Mevcut aile kurumunun oluşmasındaki temel, evlilik çatısı altında gerek dini gerekse resmi olarak kayıt altına alınmasıyla birlikte sanal prangalar, duygularımızdan başlayıp düşüncelerimizi de kıpırdayamaz hale getirmiştir. Bireylerin hareket alanı kadın ve erkek için hem resmi hem de geleneksel kurallar çerçevesinde sınırlanmıştır. Toplumun bu yapı için ön gördüğü temel ve sarsılmaz kurallar hem yazılı hem de geleneksel anlamda mevcuttur.
Evlilik kurumunun resmileşmiş olması kişilerin günlük yaşantısı ileri boyutta etkilemese de gelenekçi kaideler yüzyıllardır neyin nasıl olacağını belirlemiştir. Bireylerin almış olduğu yeni rolleri nasıl oynamaları gerektiğini her zaman yakınlarında olacak olan tecrübeli çiftler sayesinde kabullenilecektir.

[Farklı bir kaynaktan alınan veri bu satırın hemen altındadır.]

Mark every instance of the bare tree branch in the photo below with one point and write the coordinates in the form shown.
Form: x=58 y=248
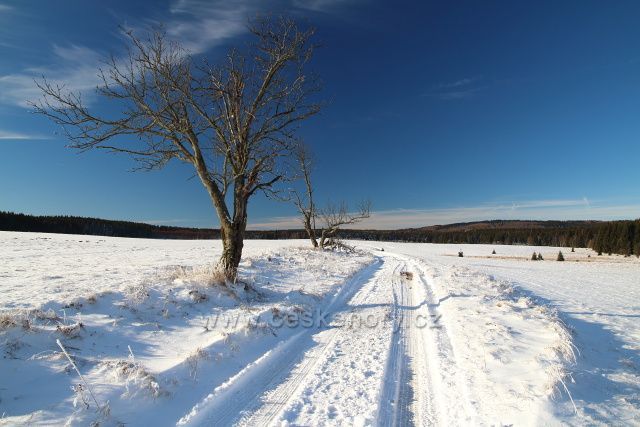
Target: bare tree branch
x=235 y=122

Aile kurumuna girerken sen artık sen değilsindir. Bir eş, bir damat, bir gelin, bir yenge, bir eniştesindir. Değiştin ve değişmelisin. Evriminin yüzyıllar almasına gerek yoktur artık. Darwin’i destekleyen en önemli veri sen oldun. Hem de yanı başımızdasın. Kimse eski seni istemiyor. Eşinin bile seni sen olarak sevdiği sen, sen bile değişmeli yeni rolünü oynamalısın. Tüm sevenlerin haykırıyorlar ve inanıyorsun değiştiğine bir anda; gülerek, eğlenerek atıyorsun imzayı.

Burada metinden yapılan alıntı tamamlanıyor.